Mas isso deixa em aberto uma questão fundamental: se o jovem não sofria de nenhum transtorno psiquiátrico, qual era o problema dele?

Minha resposta pode soar herética, vinda de um psiquiatra. Afinal, nossa tendência é ver o mau comportamento como uma psicopatologia que precisa de tratamento; não existe “pessoa ruim”, apenas uma pessoa doente.
Mas talvez esse jovem simplesmente não seja uma pessoa boa.

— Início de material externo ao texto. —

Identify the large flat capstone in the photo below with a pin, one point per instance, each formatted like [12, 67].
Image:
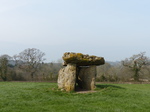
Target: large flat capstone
[82, 60]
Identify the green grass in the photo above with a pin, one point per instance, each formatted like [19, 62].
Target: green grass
[44, 97]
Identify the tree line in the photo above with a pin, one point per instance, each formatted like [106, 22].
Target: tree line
[29, 65]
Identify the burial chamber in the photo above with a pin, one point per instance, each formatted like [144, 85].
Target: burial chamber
[79, 71]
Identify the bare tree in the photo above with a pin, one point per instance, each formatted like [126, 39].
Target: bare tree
[30, 60]
[136, 63]
[4, 66]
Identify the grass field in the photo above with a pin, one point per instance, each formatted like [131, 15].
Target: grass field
[44, 97]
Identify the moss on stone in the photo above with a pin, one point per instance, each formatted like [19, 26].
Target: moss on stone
[82, 60]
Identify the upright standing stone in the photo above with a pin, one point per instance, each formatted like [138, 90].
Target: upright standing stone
[67, 78]
[87, 77]
[80, 69]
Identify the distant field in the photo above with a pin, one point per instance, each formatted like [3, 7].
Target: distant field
[44, 97]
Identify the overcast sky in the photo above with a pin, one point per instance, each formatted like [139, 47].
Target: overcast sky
[113, 29]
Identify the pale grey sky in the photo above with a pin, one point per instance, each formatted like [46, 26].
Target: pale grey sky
[113, 29]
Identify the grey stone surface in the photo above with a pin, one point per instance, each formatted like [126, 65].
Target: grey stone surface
[67, 78]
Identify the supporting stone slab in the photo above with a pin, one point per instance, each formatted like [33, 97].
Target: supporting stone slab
[67, 78]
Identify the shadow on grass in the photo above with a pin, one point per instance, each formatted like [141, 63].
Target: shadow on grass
[108, 86]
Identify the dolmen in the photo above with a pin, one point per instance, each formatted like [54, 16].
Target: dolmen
[79, 71]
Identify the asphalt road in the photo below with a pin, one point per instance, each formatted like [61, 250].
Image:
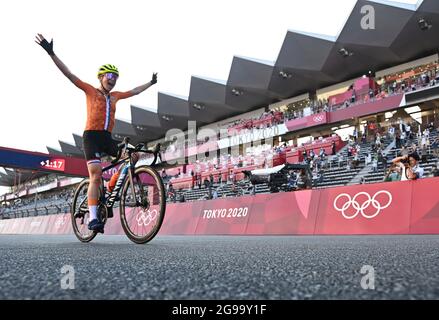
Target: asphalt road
[220, 267]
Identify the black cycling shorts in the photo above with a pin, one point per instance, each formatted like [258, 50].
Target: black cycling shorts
[97, 143]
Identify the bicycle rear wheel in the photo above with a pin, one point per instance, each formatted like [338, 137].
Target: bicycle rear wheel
[142, 216]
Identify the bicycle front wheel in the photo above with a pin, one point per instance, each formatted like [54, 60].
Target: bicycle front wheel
[142, 213]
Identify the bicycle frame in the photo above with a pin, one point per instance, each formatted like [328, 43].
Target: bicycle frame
[112, 198]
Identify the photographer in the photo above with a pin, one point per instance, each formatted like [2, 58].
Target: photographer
[410, 169]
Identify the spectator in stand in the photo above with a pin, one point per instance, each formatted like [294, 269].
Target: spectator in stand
[435, 147]
[363, 138]
[164, 175]
[304, 182]
[434, 171]
[206, 183]
[199, 182]
[410, 169]
[375, 164]
[393, 174]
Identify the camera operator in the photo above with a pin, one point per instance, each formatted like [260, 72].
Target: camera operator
[410, 169]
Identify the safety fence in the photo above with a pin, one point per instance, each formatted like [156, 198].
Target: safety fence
[382, 208]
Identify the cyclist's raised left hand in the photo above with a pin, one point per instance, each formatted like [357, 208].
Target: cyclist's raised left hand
[48, 46]
[154, 78]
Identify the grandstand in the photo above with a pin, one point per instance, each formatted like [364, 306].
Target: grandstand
[346, 117]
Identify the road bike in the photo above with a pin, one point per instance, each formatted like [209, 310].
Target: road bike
[139, 190]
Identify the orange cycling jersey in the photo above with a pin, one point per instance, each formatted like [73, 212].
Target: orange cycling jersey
[101, 109]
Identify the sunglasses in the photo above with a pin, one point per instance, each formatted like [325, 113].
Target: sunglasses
[111, 75]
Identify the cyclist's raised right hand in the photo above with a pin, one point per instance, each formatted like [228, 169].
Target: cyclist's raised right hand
[45, 44]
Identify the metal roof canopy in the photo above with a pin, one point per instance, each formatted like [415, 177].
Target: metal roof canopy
[173, 111]
[306, 62]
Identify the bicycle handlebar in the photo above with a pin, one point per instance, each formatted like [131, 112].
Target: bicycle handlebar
[138, 148]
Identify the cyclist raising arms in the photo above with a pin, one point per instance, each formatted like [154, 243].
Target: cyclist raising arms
[101, 108]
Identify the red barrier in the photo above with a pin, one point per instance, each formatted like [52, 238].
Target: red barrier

Durante anos, profissionais de saúde mental foram treinados para enxergar as crianças como meros produtos de seu ambiente, que eram intrinsecamente boas até que são influenciadas pelo contrário; onde não existe nenhum mau comportamento crônico, deve haver um péssimo pai ou mãe por trás.

Crianças "tóxicas"

Porém, embora eu não queira deixar os péssimos pais escaparem – infelizmente, há muitos, dos maldosos até os simplesmente apáticos –, o fato é que pais perfeitamente decentes podem produzir crianças tóxicas.

Quando digo “tóxicas”, não me refiro à psicopatia – aquelas crianças que se transformam em marginais, assassinos e coisas do tipo. Tem-se escrito muitas coisas sobre psicopatas na literatura científica, incluindo suas histórias frequentes de abuso na infância, sua inclinação precoce a violar regras e a crueldade com animais e colegas. Há, inclusive, alguns estudos interessantes sugerindo que esse comportamento antissocial pode ser modificado com a orientação dos pais.

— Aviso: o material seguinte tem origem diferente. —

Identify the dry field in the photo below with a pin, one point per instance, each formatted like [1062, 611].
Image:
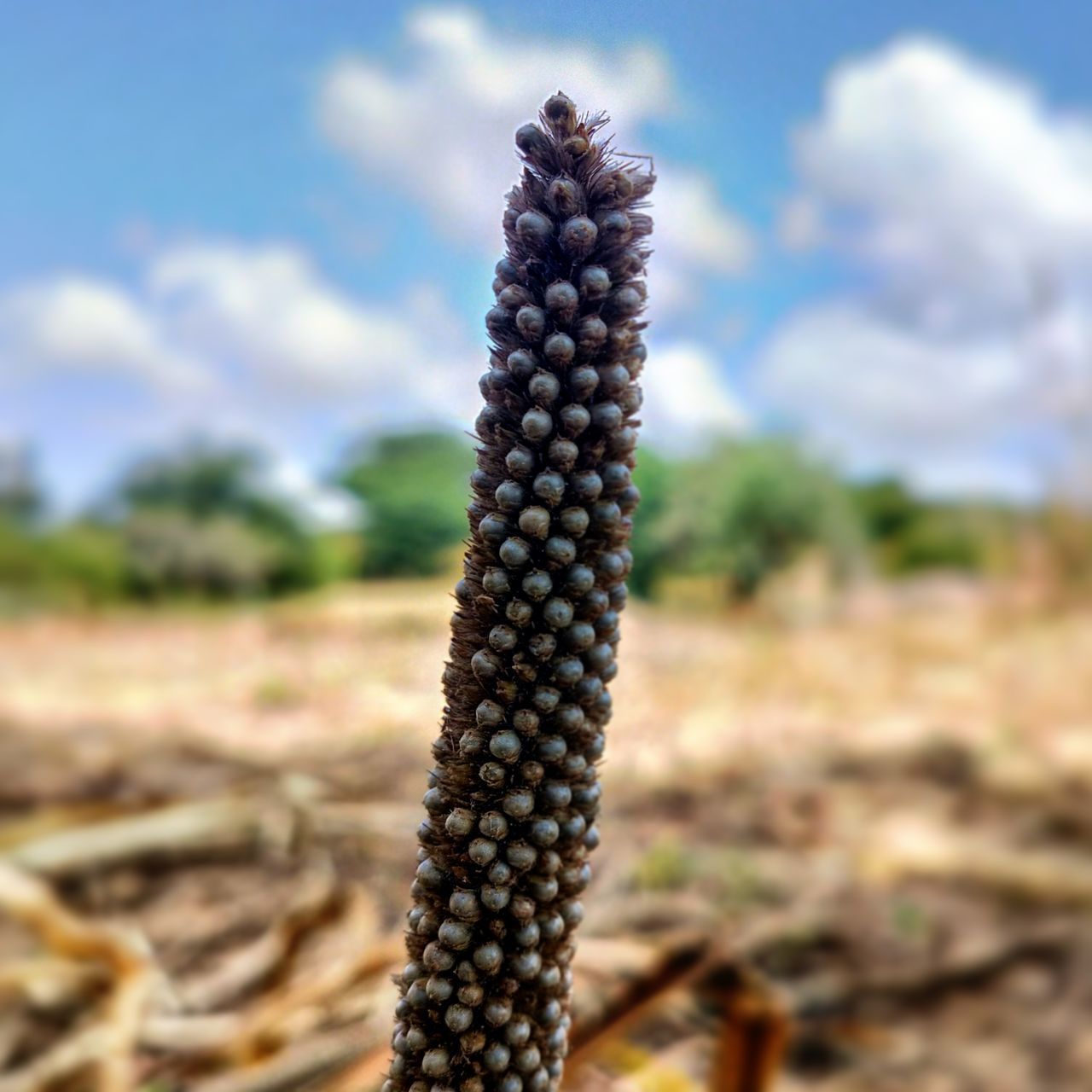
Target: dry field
[862, 843]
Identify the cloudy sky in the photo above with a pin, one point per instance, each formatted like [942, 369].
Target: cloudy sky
[276, 223]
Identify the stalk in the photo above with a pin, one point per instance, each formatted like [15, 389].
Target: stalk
[514, 795]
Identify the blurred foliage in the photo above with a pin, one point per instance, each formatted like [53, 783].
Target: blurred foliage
[200, 521]
[745, 511]
[203, 521]
[414, 487]
[909, 535]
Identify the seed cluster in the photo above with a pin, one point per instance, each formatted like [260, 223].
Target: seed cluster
[514, 795]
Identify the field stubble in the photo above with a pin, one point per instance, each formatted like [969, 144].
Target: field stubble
[885, 814]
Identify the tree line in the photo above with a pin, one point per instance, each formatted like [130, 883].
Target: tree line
[201, 521]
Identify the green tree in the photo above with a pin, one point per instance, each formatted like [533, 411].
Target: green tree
[749, 510]
[22, 500]
[414, 487]
[201, 521]
[655, 476]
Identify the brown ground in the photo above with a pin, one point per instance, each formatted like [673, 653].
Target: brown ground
[885, 816]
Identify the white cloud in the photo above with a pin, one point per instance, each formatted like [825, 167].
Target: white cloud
[949, 166]
[686, 400]
[969, 202]
[441, 131]
[320, 506]
[268, 309]
[82, 324]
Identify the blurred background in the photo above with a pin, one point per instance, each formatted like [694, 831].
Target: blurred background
[247, 253]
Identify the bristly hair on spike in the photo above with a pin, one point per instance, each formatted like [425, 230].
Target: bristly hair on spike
[514, 796]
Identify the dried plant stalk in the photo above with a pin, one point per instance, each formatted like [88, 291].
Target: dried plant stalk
[514, 795]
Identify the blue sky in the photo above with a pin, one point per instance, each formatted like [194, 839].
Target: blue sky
[209, 225]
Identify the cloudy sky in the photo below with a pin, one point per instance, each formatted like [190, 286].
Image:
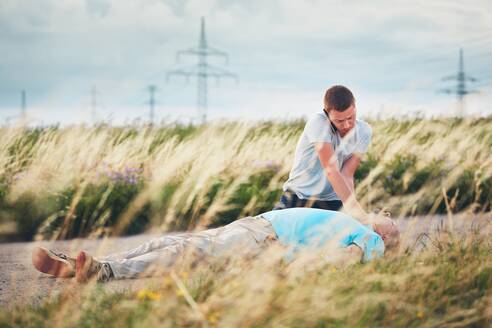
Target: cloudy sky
[392, 54]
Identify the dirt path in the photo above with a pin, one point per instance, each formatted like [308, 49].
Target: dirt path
[21, 283]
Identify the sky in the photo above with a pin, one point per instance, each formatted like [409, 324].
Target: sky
[391, 54]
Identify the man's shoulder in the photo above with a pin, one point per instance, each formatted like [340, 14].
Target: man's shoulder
[318, 122]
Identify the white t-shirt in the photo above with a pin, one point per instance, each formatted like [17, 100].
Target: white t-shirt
[307, 178]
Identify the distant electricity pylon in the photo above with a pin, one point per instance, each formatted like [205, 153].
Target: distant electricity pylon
[202, 70]
[461, 89]
[93, 104]
[23, 105]
[152, 90]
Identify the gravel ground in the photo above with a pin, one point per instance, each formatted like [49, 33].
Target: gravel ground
[20, 283]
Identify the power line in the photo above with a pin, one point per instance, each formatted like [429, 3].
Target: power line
[461, 89]
[202, 70]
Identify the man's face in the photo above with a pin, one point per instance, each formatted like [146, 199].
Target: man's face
[344, 121]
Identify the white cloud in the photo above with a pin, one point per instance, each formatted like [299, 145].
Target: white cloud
[286, 53]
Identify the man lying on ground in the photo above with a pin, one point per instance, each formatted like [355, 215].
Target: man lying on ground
[296, 228]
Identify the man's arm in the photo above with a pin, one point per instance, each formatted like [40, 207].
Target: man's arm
[343, 190]
[348, 170]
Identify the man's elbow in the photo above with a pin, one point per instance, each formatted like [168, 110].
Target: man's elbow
[331, 171]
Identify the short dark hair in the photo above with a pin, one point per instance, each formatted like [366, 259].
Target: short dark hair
[338, 98]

No entanto, há poucas pesquisas, se é que há alguma, em jornais científicos sobre o paradoxo dos bons pais com crianças tóxicas.

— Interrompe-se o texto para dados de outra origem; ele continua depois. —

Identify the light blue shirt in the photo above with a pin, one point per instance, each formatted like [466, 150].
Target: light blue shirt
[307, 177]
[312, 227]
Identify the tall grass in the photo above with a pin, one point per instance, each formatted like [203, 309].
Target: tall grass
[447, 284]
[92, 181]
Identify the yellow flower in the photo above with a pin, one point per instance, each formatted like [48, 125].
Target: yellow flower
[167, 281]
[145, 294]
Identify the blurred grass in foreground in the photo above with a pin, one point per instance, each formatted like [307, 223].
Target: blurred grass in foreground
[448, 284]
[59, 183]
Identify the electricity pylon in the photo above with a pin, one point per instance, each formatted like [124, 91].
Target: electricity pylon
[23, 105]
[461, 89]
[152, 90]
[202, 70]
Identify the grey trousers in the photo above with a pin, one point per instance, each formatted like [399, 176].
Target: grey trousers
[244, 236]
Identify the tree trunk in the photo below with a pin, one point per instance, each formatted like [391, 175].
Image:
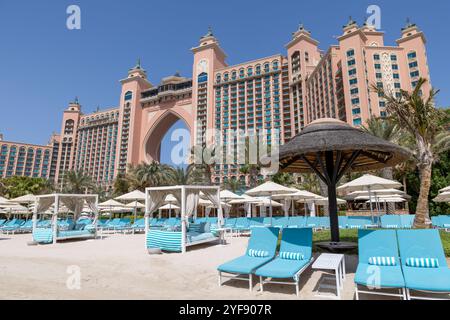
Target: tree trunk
[405, 188]
[422, 220]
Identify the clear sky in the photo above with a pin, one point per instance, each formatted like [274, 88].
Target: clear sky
[43, 65]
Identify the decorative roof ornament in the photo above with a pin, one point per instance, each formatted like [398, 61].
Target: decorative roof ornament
[409, 24]
[350, 23]
[209, 34]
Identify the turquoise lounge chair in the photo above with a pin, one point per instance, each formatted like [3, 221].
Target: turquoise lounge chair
[256, 223]
[297, 222]
[343, 222]
[294, 258]
[280, 222]
[382, 244]
[391, 222]
[407, 221]
[423, 244]
[263, 241]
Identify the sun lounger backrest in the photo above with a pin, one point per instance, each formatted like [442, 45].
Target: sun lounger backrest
[265, 239]
[391, 222]
[377, 243]
[421, 244]
[297, 241]
[280, 222]
[407, 221]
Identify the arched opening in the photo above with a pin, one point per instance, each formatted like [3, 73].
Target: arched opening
[169, 142]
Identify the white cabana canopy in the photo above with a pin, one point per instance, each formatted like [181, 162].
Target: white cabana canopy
[169, 207]
[110, 204]
[74, 202]
[188, 198]
[269, 189]
[135, 195]
[27, 199]
[135, 204]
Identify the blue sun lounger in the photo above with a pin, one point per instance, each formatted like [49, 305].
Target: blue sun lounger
[391, 222]
[295, 256]
[379, 247]
[261, 249]
[280, 222]
[423, 275]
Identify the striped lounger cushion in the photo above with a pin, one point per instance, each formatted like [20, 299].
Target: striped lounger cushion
[291, 256]
[383, 261]
[258, 253]
[422, 263]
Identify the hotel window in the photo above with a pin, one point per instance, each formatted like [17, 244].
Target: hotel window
[128, 96]
[414, 74]
[202, 77]
[413, 64]
[412, 55]
[354, 91]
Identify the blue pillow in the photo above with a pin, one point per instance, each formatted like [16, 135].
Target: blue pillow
[258, 253]
[383, 261]
[422, 263]
[291, 256]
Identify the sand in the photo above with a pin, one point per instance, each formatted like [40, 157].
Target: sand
[119, 267]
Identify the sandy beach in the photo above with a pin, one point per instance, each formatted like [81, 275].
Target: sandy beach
[118, 267]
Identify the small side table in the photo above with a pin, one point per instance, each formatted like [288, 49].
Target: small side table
[336, 263]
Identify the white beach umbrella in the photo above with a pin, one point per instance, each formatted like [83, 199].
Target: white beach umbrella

Outro paciente me contou sobre o filho, agora com 35 anos, que, apesar de suas muitas vantagens, tinha pavio curto e era grosso com os pais – recusando-se a retornar suas ligações e e-mails, mesmo quando a mãe estava gravemente enferma.

“Nós quebramos a cabeça tentando encontrar um motivo pelo qual nosso filho nos tratava assim”, ele me disse. “Não sabemos o que fizemos para merecer isso”. Aparentemente muito pouco, até onde eu sabia.

Difícil de aceitar

Nós admiramos as crianças resilientes que sobrevivem aos mais tóxicos pais e ambiente familiar e vivem uma vida de sucesso. Mas o contrário – a ideia de que algumas crianças podem ser as sementes ruins de pais mais ou menos decentes – é difícil de aceitar.

É contra a ordem natural, não apenas porque parece ser um julgamento amargo e pessimista, mas porque isso viola a crença social dominante de que as pessoas possuem um potencial quase ilimitado de mudar e melhorar. Afinal, somos a cultura do “Bebê Einstein”, o vídeo que prometia – e falhou espetacularmente – transformar nossos pimpolhos em gênios.

Nem todos serão brilhantes – da mesma forma que nem todos serão legais e agradáveis. E isso não se deve necessariamente à falha dos pais ou a um ambiente inadequado. Isso se deve a traços de características do dia a dia, como todo o comportamento humano, com componentes genéticos e intrínsecos que não podem ser inteiramente moldados pelo melhor ambiente, quanto mais pelos melhores psicoterapeutas.

“O discurso central de qualquer psiquiatra infantil hoje é que a doença muitas vezes está na criança e que as respostas da família podem agravar o cenário, mas não criá-lo totalmente”, disse meu colega Dr. Theodore Shapiro, psiquiatra infantil do Weill Cornell Medical College. “A era do ‘não existem crianças más, apenas maus pais’ acabou”.

Eu me lembro de uma paciente que me contou que tinha desistido de ter um relacionamento com a filha de 24 anos, cujas críticas cruéis ela não aguentava mais. “Ainda a amo e sinto saudades”, disse a paciente, com tristeza. “Mas realmente não gosto dela”.

Para o bem ou para o mal, os pais têm poder limitado de influenciar os filhos. É por isso que eles não devem ser tão rápidos em assumir toda a culpa – ou mérito – de tudo que os filhos são ou no que se transformam.
 

* Richard A. Friedman é professor de psiquiatria do Weill Cornell Medical College, em Manhattan.